The most famous writers in this field McInnes and Treffry writing in Canada in 1982 helped to define the population by saying:

‘The deaf-blind child is not a deaf child who cannot see or a blind child who cannot hear. The problem is not an additive one of deafness plus blindness. Nor is it solely one of communication or perception. It encompasses all these things and more. The deaf-blind are multi-sensory deprived; they are unable to utilise their distance senses of vision and hearing to receive non-distorted information’


In the Department of Health Social Care for deafblind Children and Adults Policy Guidance it was made clear that it is not always the amount of problem with these two senses that matters...

‘The term dual sensory loss can be used interchangeably with deafblindness denoting the fact that combined losses of sight and hearing are significant for the individual even where they are not profoundly deaf and totally blind. It is the way in which one sensory impairment interacts or compounds the second impairment, which causes the difficulties, even if, taken separately, each single sensory impairment seems relatively mild.’


At Linden Lodge we know that dual-sensory impaired/deafblind children and those with problems with many of their senses (multi-sensory impaired) need some special consideration and specialisation.


Effects of being dual-sensory impaired / deafblind


Being deafblind affects a child’s...


Environment – particularly their ability to
  • Get information from their ‘distance senses’ (hearing and vision) about their world,
  • Learn through 'incidental' learning – a deafblind child will not learn by just ‘noticing what is going on around them’ – they will need to be ‘taught’ in a much more ‘concrete’ way,
  • They will have difficulty with structuring Information. It is hard for them to understand which bits of information go together - when does one activity or event start and stop etc?

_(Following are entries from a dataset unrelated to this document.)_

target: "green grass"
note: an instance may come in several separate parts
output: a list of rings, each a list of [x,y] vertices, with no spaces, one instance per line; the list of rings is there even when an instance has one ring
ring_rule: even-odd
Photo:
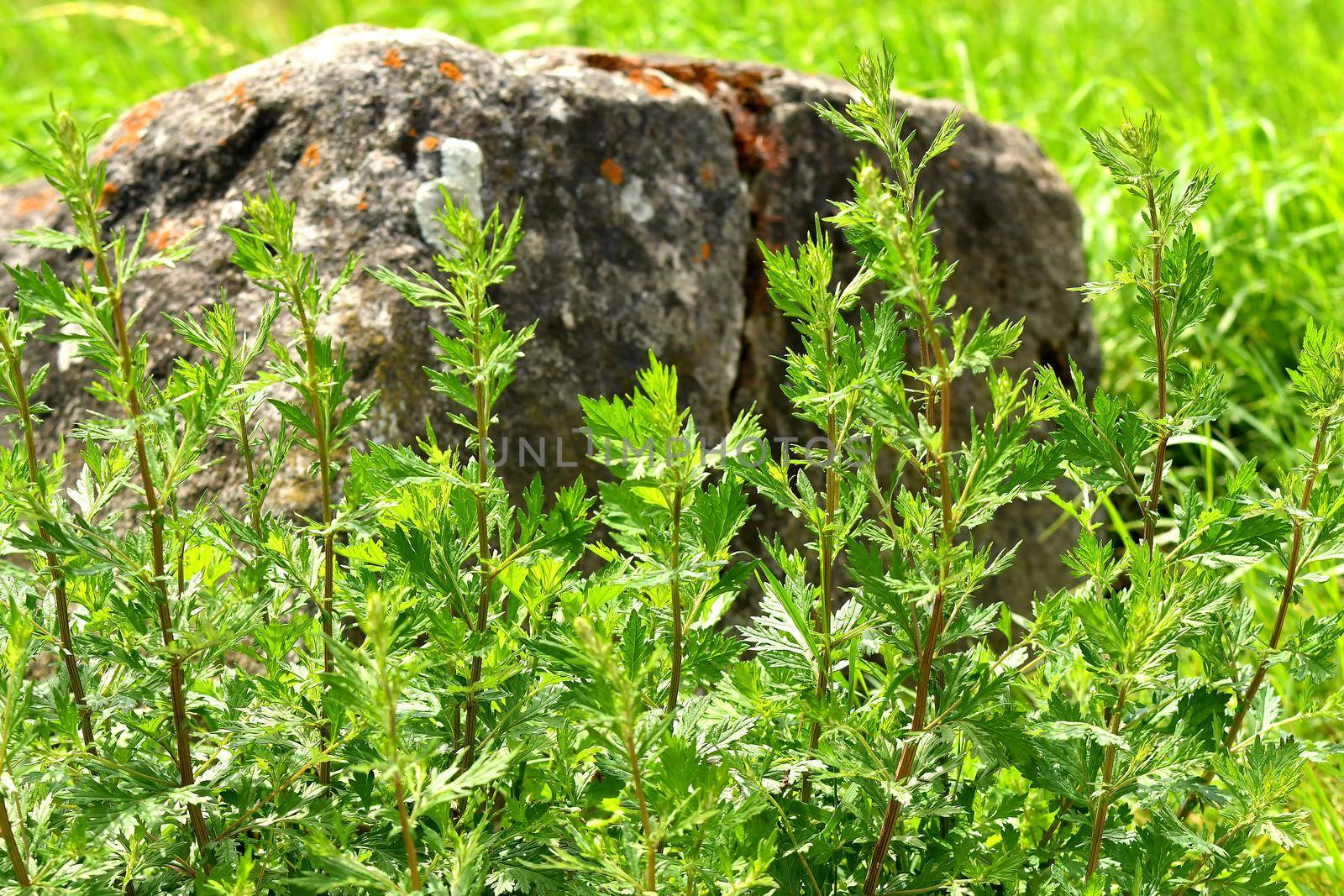
[[[1226,431],[1180,449],[1179,474],[1199,481],[1210,451],[1266,466],[1292,461],[1275,435],[1294,429],[1284,367],[1305,320],[1337,318],[1344,305],[1337,0],[274,0],[246,15],[237,0],[30,3],[0,11],[0,121],[31,138],[48,94],[85,117],[112,114],[343,21],[438,28],[499,50],[582,43],[829,73],[884,40],[907,90],[952,97],[1036,136],[1078,192],[1093,275],[1128,251],[1116,242],[1132,232],[1134,210],[1113,204],[1078,129],[1153,106],[1181,164],[1222,172],[1206,215],[1222,314],[1206,353],[1228,373],[1234,412]],[[0,149],[0,180],[28,173],[16,150]],[[1145,396],[1128,322],[1097,310],[1106,387]],[[1335,588],[1312,600],[1340,604]],[[1302,893],[1341,892],[1344,829],[1327,819],[1344,798],[1333,779],[1320,779],[1302,801],[1318,819],[1290,883]]]

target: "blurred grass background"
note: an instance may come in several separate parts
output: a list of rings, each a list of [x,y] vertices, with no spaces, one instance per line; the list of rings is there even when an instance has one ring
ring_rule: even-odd
[[[1177,478],[1212,488],[1226,461],[1243,458],[1281,469],[1305,442],[1284,368],[1309,317],[1341,317],[1341,0],[4,0],[3,132],[35,137],[48,95],[83,118],[114,114],[347,21],[437,28],[496,50],[575,43],[827,73],[886,42],[906,90],[950,97],[1042,142],[1078,193],[1093,277],[1129,251],[1134,208],[1117,203],[1078,129],[1152,106],[1169,163],[1222,172],[1203,218],[1222,289],[1203,356],[1226,371],[1234,402],[1222,430],[1184,439]],[[0,148],[0,181],[30,173],[15,148]],[[1107,306],[1097,317],[1105,387],[1144,400],[1150,384],[1129,321]],[[1269,574],[1254,579],[1270,613]],[[1312,611],[1344,606],[1331,583],[1305,600]],[[1333,739],[1329,723],[1310,728]],[[1300,798],[1313,837],[1285,879],[1298,893],[1341,893],[1344,789],[1321,772]]]

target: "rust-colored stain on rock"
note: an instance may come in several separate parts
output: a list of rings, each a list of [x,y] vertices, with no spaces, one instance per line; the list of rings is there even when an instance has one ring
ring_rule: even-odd
[[[161,253],[163,250],[168,249],[175,242],[177,242],[180,236],[181,231],[179,231],[176,227],[164,226],[164,227],[156,227],[152,231],[149,231],[149,235],[145,236],[145,242],[149,243],[149,247],[153,249],[156,253]]]
[[[672,87],[668,87],[665,81],[644,69],[636,69],[628,77],[632,82],[644,87],[650,97],[671,97],[676,93]]]

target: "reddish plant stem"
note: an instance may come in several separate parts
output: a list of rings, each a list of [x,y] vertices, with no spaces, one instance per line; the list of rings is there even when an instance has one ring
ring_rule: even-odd
[[[13,379],[15,386],[13,398],[19,410],[19,429],[23,431],[23,450],[28,462],[28,481],[32,484],[35,490],[39,490],[42,488],[42,466],[38,462],[38,441],[34,435],[35,423],[32,419],[32,408],[28,404],[28,390],[27,383],[23,379],[23,367],[19,361],[17,349],[9,341],[8,333],[3,329],[0,329],[0,340],[4,340],[4,353],[9,359],[9,375]],[[51,544],[51,533],[47,532],[44,525],[39,524],[38,533],[43,541],[48,545]],[[66,666],[66,678],[70,682],[70,696],[74,699],[75,708],[79,712],[79,736],[83,739],[85,748],[89,752],[97,754],[98,750],[93,743],[93,713],[89,711],[89,700],[85,697],[83,689],[83,678],[79,674],[79,662],[75,660],[75,642],[70,627],[70,600],[66,592],[66,576],[54,551],[48,549],[46,552],[46,557],[47,570],[51,574],[51,583],[55,586],[56,631],[60,638],[60,658]]]
[[[1116,705],[1110,711],[1110,733],[1120,736],[1120,728],[1125,719],[1125,700],[1129,696],[1129,686],[1121,685],[1116,695]],[[1097,813],[1093,815],[1091,846],[1087,850],[1087,873],[1085,880],[1090,880],[1097,864],[1101,861],[1101,844],[1106,836],[1106,815],[1110,814],[1110,782],[1116,772],[1116,746],[1106,744],[1106,754],[1101,764],[1101,795],[1097,798]]]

Need for more Time – for everything!

Motivation – why would you be motivated to do things if you do not see or hear ‘the point’ or do not get the encouragement?
  • This has a big effect on the child’s mobility. Mobility only really happens because we are motivated by our senses to get towards/away from things.
Bonding – deafblindness can affect the child’s ability to build relationships - even the earliest and most important ones with carers.

Communication - This is also closely connected with the above point

'
Mislabelling'. Children who are deafblind often have very idiosyncratic learning styles / behaviour, which may have a perfectly good sensory ‘reason’, but which may look to some as similar to the behaviour of children with learning difficulties.

Children in Linden Lodge who are dual-sensory impaired/deafblind may be able to benefit from some of the following;
  • We have a specialist in deafblindness who visits the school weekly and can assess, give advice about and work with children with dual/multi-sensory impairment.

  • • Joint assessments are regularly carried out by the specialist teacher, which involve school classroom staff, members of the specialist VI and HI services, Speech and Language Therapists, other members of the therapy team and parents.

  • • There are a number of Intervenors in school. These are specialist Learning Support Assistants who have experience and training in the special needs of deafblind children.